Inciting our desire to escape from the hubbub of urban living, the inviting lakeside retreat featured in this months Atlanta Homes & Lifestyles brings a polished finish to a cabin that feels more refined than rustic. Designer Meridy King and Architect Greg Busch beautifully embraced the surrounding landscape with their use of wood and stone, masterfully combining both texture and tone. Editor in Chief, Elizabeth Ralls was gracious enough to provide us with some insight on the gorgeous lakeside home, as well as her and her fellow Atlantans personal penchant for refuge.
What do you appreciate about the cabin that appears in this month’s AH&L’s?
Ralls: From an architectural standpoint, I adore architect Greg Busch’s combination of the cedar-shake roof, the cypress board-and-batten siding, and stacked stone. This is a residence that was designed and built in harmony with the landscape—which is not necessarily the case with many tear-downs in Atlanta and beyond. Trees that were felled during the process were milled and worked into the design—as were logs retrieved from the lake outside the homeowner’s windows.

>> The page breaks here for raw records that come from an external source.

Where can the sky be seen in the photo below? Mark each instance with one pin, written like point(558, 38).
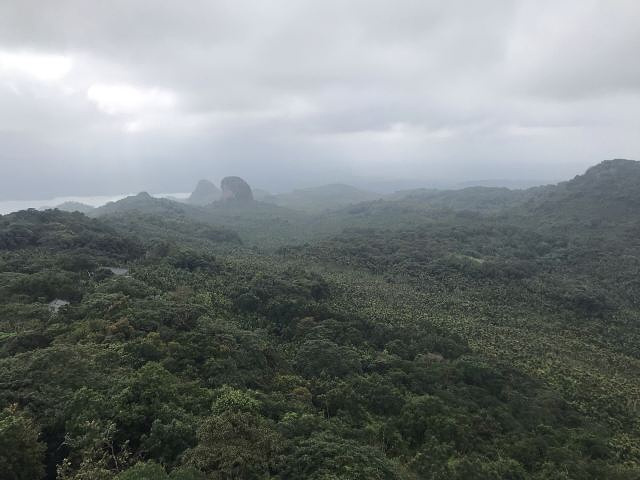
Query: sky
point(100, 98)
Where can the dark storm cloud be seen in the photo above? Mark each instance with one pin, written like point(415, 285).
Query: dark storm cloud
point(106, 97)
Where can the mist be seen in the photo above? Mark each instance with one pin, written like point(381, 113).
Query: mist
point(115, 97)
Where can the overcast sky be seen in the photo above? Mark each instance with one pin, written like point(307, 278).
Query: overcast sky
point(104, 97)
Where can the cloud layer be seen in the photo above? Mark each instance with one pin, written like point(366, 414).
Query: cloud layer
point(107, 97)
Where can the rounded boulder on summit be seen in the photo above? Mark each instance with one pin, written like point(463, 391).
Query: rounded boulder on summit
point(235, 188)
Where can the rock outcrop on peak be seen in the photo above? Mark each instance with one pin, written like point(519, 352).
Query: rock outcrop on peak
point(235, 188)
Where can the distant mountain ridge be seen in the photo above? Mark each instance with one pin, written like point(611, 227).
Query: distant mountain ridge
point(205, 193)
point(324, 197)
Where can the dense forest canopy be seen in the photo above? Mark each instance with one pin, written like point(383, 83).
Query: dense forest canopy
point(471, 334)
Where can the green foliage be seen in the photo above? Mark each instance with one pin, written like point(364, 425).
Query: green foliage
point(21, 452)
point(483, 334)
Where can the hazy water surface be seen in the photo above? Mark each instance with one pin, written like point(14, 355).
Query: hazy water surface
point(9, 206)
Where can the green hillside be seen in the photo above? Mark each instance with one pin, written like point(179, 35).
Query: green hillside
point(469, 334)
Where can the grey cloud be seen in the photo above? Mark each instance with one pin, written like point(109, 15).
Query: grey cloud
point(325, 91)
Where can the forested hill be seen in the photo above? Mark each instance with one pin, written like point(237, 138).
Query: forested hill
point(483, 334)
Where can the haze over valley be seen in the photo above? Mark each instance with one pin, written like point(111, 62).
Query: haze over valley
point(406, 243)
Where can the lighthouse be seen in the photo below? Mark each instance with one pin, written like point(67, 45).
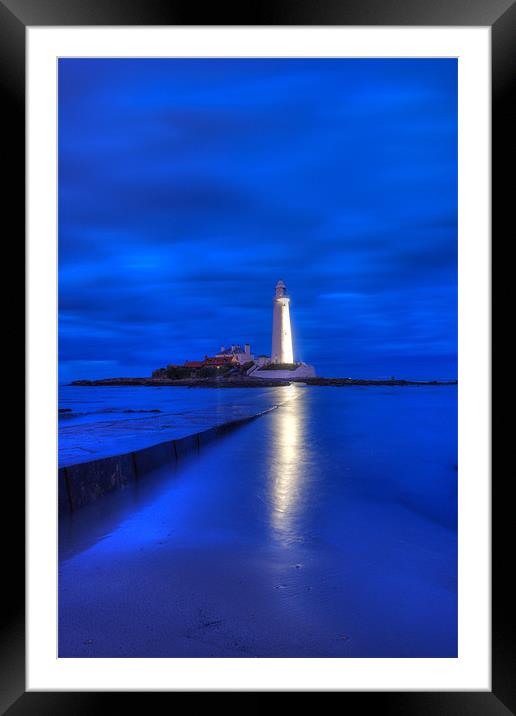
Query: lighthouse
point(281, 332)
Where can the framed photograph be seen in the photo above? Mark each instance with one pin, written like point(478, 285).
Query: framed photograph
point(258, 269)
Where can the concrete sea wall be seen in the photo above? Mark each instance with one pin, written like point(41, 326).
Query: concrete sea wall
point(86, 482)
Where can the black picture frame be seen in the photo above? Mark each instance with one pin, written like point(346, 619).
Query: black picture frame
point(500, 15)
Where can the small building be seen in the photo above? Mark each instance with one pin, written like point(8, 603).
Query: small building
point(235, 351)
point(219, 361)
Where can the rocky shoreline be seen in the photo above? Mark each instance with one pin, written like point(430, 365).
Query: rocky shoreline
point(247, 382)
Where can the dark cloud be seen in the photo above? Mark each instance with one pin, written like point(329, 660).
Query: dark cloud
point(188, 187)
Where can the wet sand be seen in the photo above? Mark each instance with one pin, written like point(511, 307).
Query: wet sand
point(325, 528)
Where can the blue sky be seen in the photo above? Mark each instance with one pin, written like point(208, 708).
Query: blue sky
point(187, 188)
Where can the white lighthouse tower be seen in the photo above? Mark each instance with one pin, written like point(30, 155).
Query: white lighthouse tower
point(281, 332)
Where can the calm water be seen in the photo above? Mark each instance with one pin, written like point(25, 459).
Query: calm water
point(327, 527)
point(100, 421)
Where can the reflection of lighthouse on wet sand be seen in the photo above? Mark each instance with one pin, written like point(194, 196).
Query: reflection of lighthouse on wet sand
point(281, 332)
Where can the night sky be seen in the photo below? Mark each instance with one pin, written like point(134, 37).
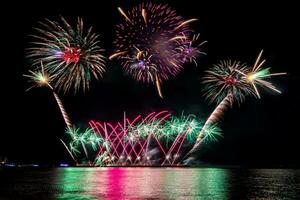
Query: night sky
point(258, 132)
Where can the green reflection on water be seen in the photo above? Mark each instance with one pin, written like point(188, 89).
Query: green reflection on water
point(142, 183)
point(75, 183)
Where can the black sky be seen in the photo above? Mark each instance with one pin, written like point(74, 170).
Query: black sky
point(258, 132)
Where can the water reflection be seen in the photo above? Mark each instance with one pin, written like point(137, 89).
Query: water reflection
point(142, 183)
point(149, 183)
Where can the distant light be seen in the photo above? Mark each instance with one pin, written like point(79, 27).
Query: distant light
point(10, 165)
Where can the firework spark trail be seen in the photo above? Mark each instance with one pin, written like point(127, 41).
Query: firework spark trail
point(68, 150)
point(257, 74)
point(41, 78)
point(213, 118)
point(62, 110)
point(73, 55)
point(148, 43)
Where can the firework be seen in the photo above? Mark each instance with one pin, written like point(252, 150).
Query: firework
point(41, 78)
point(257, 75)
point(191, 49)
point(71, 55)
point(157, 139)
point(229, 82)
point(150, 43)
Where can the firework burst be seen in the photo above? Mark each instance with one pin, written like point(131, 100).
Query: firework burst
point(191, 49)
point(149, 40)
point(71, 55)
point(225, 80)
point(257, 75)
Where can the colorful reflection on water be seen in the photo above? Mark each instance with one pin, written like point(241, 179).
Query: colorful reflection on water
point(150, 183)
point(142, 183)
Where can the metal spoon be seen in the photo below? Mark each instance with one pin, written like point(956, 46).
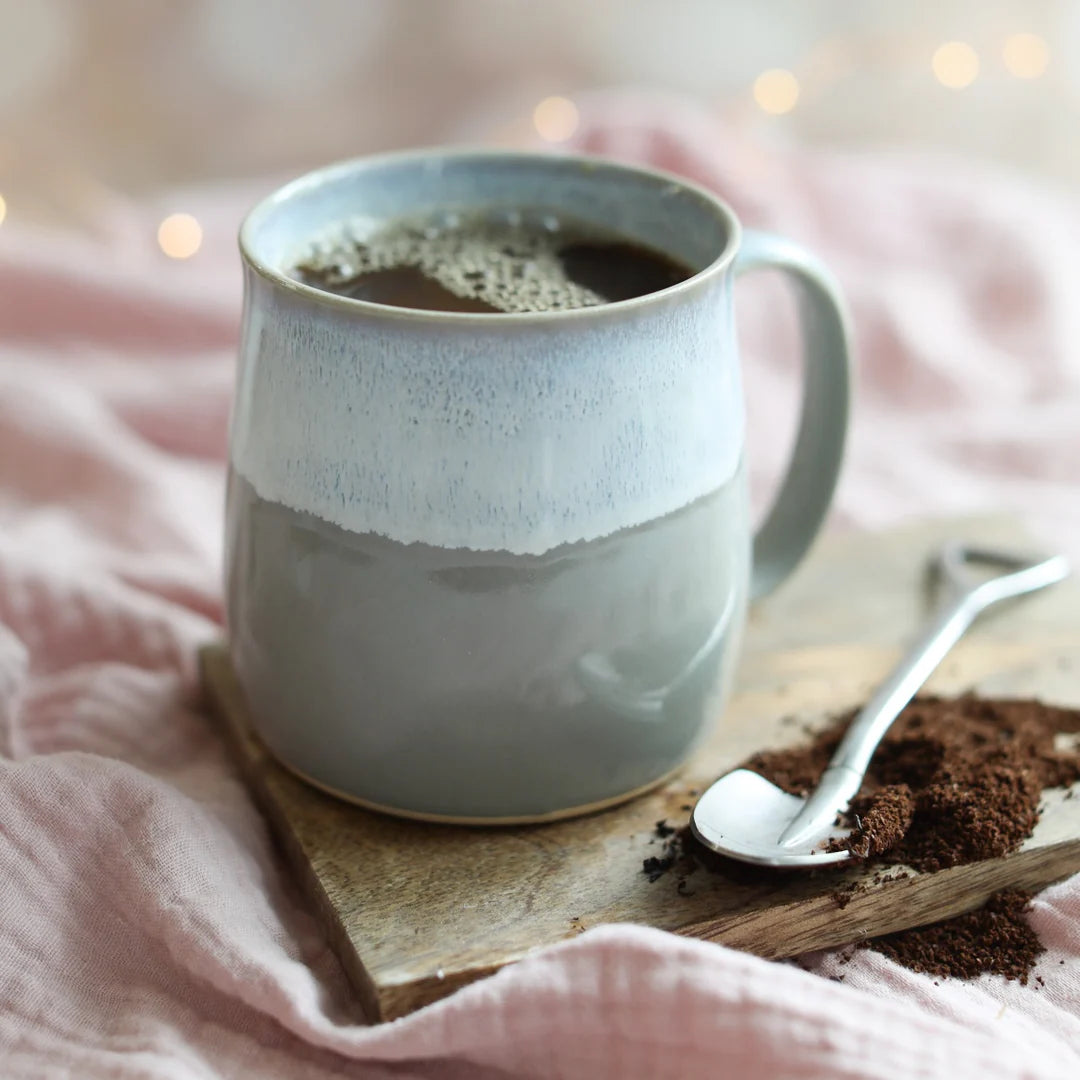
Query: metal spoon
point(745, 817)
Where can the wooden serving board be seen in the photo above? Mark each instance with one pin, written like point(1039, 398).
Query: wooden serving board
point(416, 910)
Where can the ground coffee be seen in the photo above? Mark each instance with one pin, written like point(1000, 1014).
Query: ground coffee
point(996, 940)
point(955, 781)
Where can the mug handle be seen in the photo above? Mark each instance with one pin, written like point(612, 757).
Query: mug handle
point(799, 508)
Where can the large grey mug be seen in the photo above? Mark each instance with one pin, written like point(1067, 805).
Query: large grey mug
point(495, 567)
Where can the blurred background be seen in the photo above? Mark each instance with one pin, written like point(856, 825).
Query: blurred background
point(134, 96)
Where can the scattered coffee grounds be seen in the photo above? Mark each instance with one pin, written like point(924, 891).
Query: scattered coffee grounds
point(881, 821)
point(955, 781)
point(996, 940)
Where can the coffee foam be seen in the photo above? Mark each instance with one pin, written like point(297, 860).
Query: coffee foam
point(516, 436)
point(510, 262)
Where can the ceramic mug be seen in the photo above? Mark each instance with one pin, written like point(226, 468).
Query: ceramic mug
point(496, 567)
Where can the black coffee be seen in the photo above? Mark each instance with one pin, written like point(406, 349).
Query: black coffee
point(488, 262)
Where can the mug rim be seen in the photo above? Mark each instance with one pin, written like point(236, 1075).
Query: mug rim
point(316, 177)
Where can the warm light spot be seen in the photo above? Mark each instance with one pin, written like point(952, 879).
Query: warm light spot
point(555, 119)
point(777, 91)
point(955, 65)
point(1026, 55)
point(179, 235)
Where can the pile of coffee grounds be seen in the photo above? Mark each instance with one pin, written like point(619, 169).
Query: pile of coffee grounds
point(881, 821)
point(955, 781)
point(996, 940)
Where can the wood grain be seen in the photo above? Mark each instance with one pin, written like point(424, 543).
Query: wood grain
point(416, 910)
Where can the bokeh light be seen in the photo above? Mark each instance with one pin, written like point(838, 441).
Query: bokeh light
point(1026, 55)
point(179, 235)
point(555, 119)
point(777, 91)
point(955, 65)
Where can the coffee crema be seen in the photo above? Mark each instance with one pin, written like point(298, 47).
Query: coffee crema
point(510, 261)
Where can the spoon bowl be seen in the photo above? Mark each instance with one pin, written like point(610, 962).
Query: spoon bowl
point(745, 817)
point(742, 814)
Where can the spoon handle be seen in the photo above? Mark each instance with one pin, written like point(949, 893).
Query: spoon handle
point(844, 775)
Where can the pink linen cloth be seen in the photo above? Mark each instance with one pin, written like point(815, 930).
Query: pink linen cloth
point(147, 928)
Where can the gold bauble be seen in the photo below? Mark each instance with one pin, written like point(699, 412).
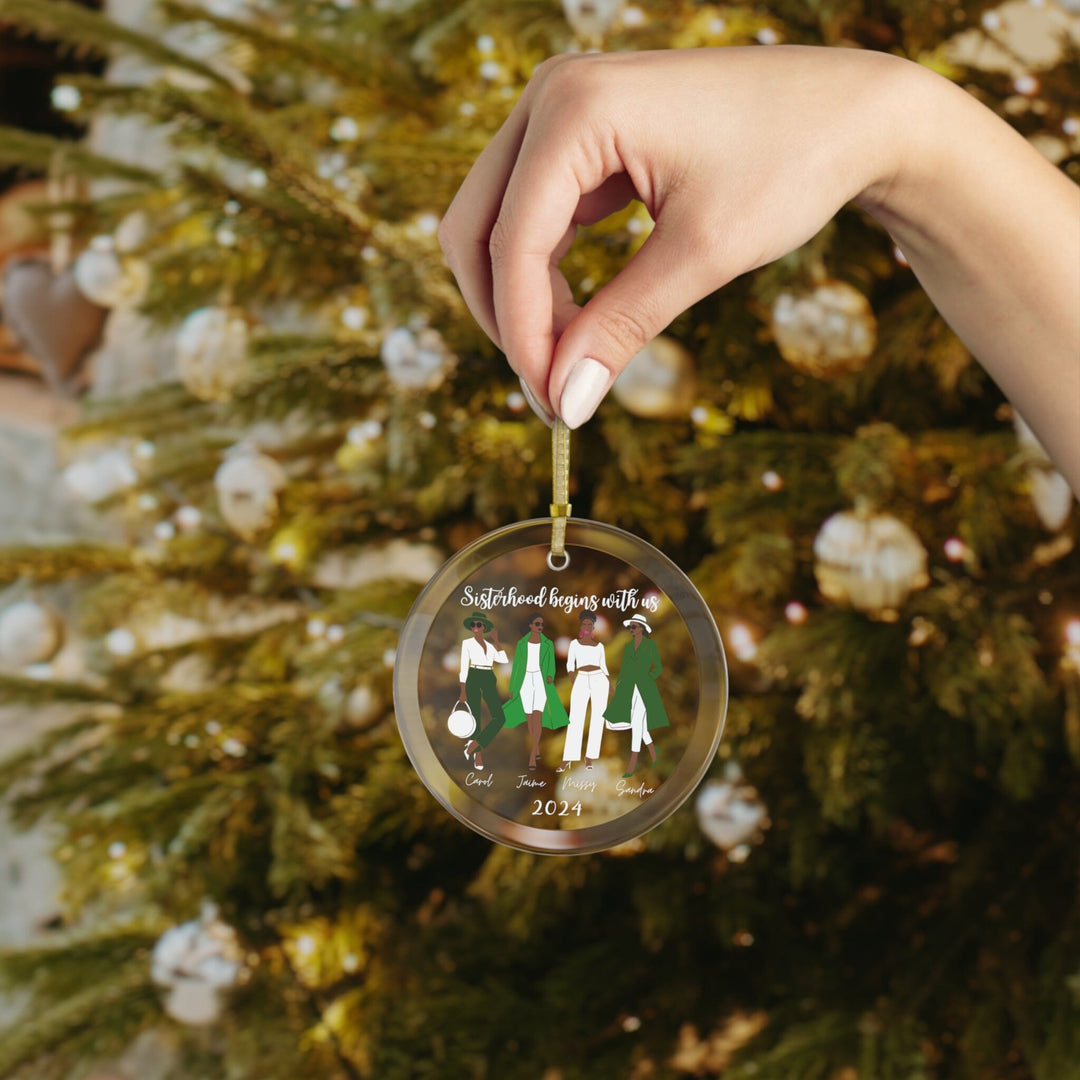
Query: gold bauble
point(827, 332)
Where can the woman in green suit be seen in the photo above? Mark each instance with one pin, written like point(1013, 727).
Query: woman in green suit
point(636, 703)
point(532, 696)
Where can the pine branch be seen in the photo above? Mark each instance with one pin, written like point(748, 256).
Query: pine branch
point(45, 564)
point(92, 31)
point(377, 66)
point(118, 1000)
point(39, 152)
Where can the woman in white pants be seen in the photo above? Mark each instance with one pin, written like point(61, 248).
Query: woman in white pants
point(586, 665)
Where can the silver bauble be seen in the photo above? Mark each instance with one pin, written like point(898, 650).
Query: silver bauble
point(105, 278)
point(658, 383)
point(592, 18)
point(30, 633)
point(197, 961)
point(871, 562)
point(415, 361)
point(363, 706)
point(247, 484)
point(212, 351)
point(102, 475)
point(729, 813)
point(827, 332)
point(1050, 490)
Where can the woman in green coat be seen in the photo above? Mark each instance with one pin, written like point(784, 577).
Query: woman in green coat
point(636, 703)
point(532, 693)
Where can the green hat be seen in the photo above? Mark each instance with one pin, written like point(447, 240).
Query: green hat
point(477, 617)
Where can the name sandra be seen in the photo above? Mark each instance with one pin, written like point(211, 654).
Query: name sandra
point(640, 791)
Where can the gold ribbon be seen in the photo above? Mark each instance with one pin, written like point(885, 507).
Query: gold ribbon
point(557, 558)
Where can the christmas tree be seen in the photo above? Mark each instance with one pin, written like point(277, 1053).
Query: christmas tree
point(879, 877)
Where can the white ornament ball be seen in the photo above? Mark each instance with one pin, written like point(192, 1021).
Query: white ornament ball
point(831, 331)
point(363, 706)
point(415, 361)
point(658, 383)
point(121, 642)
point(247, 485)
point(30, 633)
point(197, 962)
point(729, 813)
point(212, 351)
point(592, 18)
point(1050, 490)
point(100, 476)
point(110, 281)
point(1051, 496)
point(871, 562)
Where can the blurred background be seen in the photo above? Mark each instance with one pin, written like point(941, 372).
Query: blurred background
point(244, 416)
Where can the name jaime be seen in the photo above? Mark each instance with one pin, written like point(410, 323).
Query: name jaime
point(486, 597)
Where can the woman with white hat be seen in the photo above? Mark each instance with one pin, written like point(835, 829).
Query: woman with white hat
point(636, 703)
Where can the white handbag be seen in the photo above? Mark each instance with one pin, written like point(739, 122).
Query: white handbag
point(461, 721)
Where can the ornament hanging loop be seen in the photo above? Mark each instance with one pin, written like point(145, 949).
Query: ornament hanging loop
point(557, 557)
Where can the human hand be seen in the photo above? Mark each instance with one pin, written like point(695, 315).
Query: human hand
point(739, 154)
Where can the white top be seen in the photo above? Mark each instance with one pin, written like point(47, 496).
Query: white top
point(585, 656)
point(474, 655)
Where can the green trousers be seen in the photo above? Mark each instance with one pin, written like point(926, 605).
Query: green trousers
point(481, 685)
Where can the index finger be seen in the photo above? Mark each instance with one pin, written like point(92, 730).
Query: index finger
point(550, 177)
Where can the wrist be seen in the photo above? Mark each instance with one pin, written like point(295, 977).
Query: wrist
point(900, 124)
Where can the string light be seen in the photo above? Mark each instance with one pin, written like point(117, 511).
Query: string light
point(742, 642)
point(955, 550)
point(795, 613)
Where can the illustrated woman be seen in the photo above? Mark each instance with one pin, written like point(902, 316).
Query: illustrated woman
point(586, 665)
point(532, 687)
point(636, 702)
point(476, 676)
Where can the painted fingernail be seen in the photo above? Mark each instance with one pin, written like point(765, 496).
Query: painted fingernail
point(535, 405)
point(584, 390)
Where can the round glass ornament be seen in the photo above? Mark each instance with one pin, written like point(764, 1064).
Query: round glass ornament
point(563, 759)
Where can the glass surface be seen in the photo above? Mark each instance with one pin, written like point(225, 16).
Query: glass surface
point(664, 689)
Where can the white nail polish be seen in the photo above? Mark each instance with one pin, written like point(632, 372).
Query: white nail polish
point(535, 405)
point(584, 390)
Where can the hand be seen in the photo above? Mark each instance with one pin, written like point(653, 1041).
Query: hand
point(740, 156)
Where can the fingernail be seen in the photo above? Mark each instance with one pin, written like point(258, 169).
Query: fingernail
point(584, 390)
point(535, 405)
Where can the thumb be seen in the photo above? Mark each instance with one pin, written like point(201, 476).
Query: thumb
point(661, 281)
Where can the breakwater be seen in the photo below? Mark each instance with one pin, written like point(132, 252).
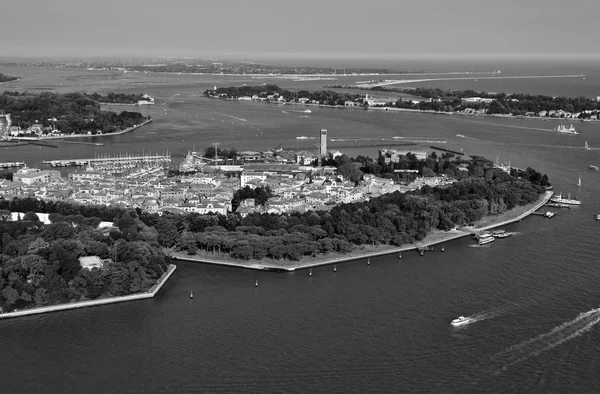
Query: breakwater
point(352, 257)
point(446, 150)
point(82, 304)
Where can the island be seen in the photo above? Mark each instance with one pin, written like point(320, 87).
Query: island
point(466, 102)
point(7, 78)
point(69, 262)
point(53, 115)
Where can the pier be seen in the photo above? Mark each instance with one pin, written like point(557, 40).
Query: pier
point(447, 150)
point(12, 164)
point(114, 162)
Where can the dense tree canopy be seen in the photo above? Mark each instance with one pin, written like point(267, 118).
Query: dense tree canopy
point(69, 113)
point(39, 264)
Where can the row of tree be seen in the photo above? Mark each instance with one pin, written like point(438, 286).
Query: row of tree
point(7, 78)
point(117, 98)
point(69, 113)
point(324, 97)
point(515, 104)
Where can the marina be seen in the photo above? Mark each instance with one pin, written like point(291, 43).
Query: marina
point(115, 162)
point(13, 164)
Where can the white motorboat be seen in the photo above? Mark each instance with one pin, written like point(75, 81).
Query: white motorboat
point(461, 320)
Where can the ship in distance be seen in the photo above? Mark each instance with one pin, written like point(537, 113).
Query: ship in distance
point(561, 128)
point(560, 200)
point(461, 320)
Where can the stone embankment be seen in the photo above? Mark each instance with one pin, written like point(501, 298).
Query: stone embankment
point(82, 304)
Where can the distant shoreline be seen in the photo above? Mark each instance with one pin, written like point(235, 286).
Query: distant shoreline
point(432, 239)
point(103, 301)
point(423, 111)
point(127, 130)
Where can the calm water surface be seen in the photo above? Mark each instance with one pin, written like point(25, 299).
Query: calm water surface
point(383, 327)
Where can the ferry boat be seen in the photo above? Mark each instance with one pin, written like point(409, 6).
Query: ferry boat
point(501, 234)
point(482, 234)
point(561, 128)
point(486, 240)
point(559, 199)
point(461, 320)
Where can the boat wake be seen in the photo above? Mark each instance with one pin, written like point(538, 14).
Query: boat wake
point(481, 316)
point(231, 116)
point(533, 347)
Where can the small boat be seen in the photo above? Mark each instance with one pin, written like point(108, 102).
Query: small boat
point(567, 130)
point(486, 240)
point(482, 234)
point(461, 320)
point(559, 199)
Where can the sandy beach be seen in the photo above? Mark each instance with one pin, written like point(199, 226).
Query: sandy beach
point(436, 237)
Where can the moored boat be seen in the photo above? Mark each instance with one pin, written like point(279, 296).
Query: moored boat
point(461, 320)
point(559, 199)
point(486, 240)
point(561, 128)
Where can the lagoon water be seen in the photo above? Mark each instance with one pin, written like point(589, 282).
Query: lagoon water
point(365, 328)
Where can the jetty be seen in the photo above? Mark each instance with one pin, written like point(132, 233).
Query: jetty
point(109, 162)
point(12, 164)
point(447, 150)
point(100, 301)
point(419, 247)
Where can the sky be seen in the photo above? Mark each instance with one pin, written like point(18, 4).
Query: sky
point(254, 29)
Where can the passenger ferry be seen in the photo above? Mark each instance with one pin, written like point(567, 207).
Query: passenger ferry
point(560, 200)
point(501, 234)
point(486, 240)
point(461, 320)
point(561, 128)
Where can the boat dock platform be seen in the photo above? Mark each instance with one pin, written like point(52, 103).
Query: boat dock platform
point(12, 164)
point(547, 214)
point(558, 205)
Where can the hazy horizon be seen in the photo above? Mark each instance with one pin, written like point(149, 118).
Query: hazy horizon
point(281, 30)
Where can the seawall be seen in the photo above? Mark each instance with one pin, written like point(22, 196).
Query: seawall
point(343, 259)
point(82, 304)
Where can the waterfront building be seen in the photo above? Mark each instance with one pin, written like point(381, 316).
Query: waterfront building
point(246, 177)
point(393, 156)
point(30, 176)
point(89, 262)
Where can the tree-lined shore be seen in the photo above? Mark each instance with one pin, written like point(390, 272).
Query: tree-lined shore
point(7, 78)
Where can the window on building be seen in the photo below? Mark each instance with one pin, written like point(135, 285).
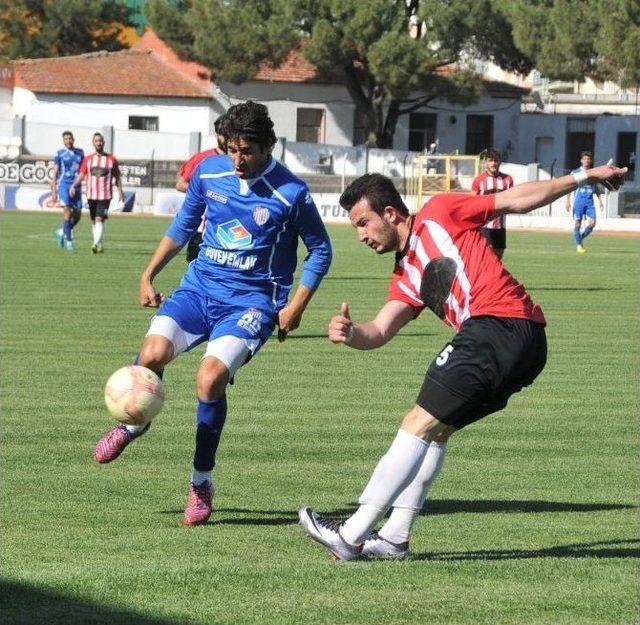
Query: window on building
point(359, 127)
point(626, 154)
point(479, 133)
point(581, 136)
point(422, 130)
point(310, 125)
point(143, 123)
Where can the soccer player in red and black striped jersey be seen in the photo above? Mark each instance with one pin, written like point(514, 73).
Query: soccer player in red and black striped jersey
point(101, 171)
point(442, 263)
point(490, 181)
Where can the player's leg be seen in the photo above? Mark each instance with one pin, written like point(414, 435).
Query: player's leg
point(237, 336)
point(179, 326)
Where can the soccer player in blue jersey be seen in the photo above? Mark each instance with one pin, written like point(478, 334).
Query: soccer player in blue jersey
point(66, 164)
point(583, 206)
point(236, 291)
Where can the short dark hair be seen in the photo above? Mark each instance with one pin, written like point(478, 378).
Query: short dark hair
point(492, 153)
point(249, 121)
point(378, 189)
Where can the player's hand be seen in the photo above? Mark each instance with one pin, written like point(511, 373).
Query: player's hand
point(610, 176)
point(341, 326)
point(149, 297)
point(288, 320)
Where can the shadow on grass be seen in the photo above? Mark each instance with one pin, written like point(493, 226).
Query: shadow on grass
point(22, 604)
point(229, 516)
point(607, 549)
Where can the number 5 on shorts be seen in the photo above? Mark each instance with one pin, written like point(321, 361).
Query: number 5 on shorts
point(444, 355)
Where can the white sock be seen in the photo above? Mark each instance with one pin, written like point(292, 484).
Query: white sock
point(197, 477)
point(394, 471)
point(409, 502)
point(97, 233)
point(135, 429)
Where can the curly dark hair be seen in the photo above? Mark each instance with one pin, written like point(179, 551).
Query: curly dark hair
point(249, 121)
point(378, 189)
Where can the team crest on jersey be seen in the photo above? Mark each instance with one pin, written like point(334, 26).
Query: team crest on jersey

I hesitate to say its front and rear facades are unassuming—but perhaps understated luxe is a better term, since neither its size nor proportions feel imposing upon on the surrounding landscape.
From a design standpoint, interior designer Meridy King had a lot of texture to contend with, which could have been challenging, but she managed to keep all of those woods in check with a variety of stains and washes. Nothing is too fussy or fragile—this is designed to be a put-up-your-feet-and-relax kind of escape, and sparks of color enhance that rustic vibe.
What are some key characteristics you look for when choosing a project to publish?
Ralls: Houses that feel collected, layered, and show-stopping in their own right, whether it’s the architecture, unexpected pattern, color or texture, or even striking simplicity.
Do you find yourself primarily drawn to cityscapes or country retreats?
Ralls: As a born- and bred- Midwesterner, I have to say that wide-open, horizontal spaces are my “church”. That brings me to my happy place. That said, there are some Atlanta high-rises, such as the Residences at the Mandarin Oriental, the Sovereign or the Ritz-Carlton, that genuinely afford those kind of panoramic views, making you feel as if you are world’s away from the vertical and concrete landscape below.
What about in a second home?
Ralls: Many of the urban/city residences we publish – such as at the Mandarin Oriental or the Sovereign and the like – are not second but third residences for clients from around the world. I love that many of them hire Atlanta-based interior designers, architects, and artisans—it allows our designers to expand their body of work into what I like to call a warm, Southern modern.
For the majority of Atlantans, however, they make their second homes on the Georgia or Florida coast, or the North Carolina mountains. What I love about these residences is that our Atlanta designers manage to meld the graciousness, hospitality, and formality they are known for into a much more relaxed, laid-back luxe aesthetic. Combined with the context of the mountains or beach, it’s pure genius.